Dorri Partain
Contributor


Where there’s smoke, there’s fire, and that’s why Smokey Bear is on the job in national forests and parks.


Following concerns about forest fires during World War II, the U.S. Forest Service, War Ad Council, and the National Association of State Foresters devised a campaign featuring a bear named Smokey in 1944. As drawn by artist Albert Staehle, Smokey was depicted as a brown bear wearing blue jeans and a campaign (ranger) hat on a poster that claimed, “Smokey Says, Care will prevent 9 of out 10 forest fires,” while using a bucket of water to put out campfire ashes.


By 1947, Smokey had traded his water bucket for his trademark shovel and a new slogan was coined, “Remember, only YOU can prevent forest fires.”

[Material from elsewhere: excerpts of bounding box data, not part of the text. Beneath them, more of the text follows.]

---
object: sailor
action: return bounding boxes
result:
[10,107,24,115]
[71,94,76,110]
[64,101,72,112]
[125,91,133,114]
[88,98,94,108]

Smokey’s popular drawn image got a major boost when firefighters battling a blaze in the Capitan Gap of New Mexico in 1950 found a black bear cub clinging to a singed tree. Renamed Smokey, he found a permanent home at the National Zoo in Washington, D.C. and became a live mascot for the US Forest Service. By 1964, Smokey was given his own zip code (20252) due to the amount of letters written to him by children across the country.


After Smokey died on November 11, 1976, his remains were returned to New Mexico and were buried in the garden at Smokey Bear Historical Park.
While different artists over the years have drawn Smokey as cute, friendly or serious, the message has remained the same as Smokey’s image has appeared as stuffed toys, in books, a balloon in the Macy’s Thanksgiving Day Parade (1966) and a Saturday morning cartoon show, “Smokey and Friends”, on the ABC network (1969).


Smokey’s image has been a popular design on souvenir T-shirts since the 1960’s, as shown on this size 4 Fruit of the Loom brand child’s shirt from the Great Smoky Mountains and the nearby Cherokee Reservation just outside the North Carolina entrance.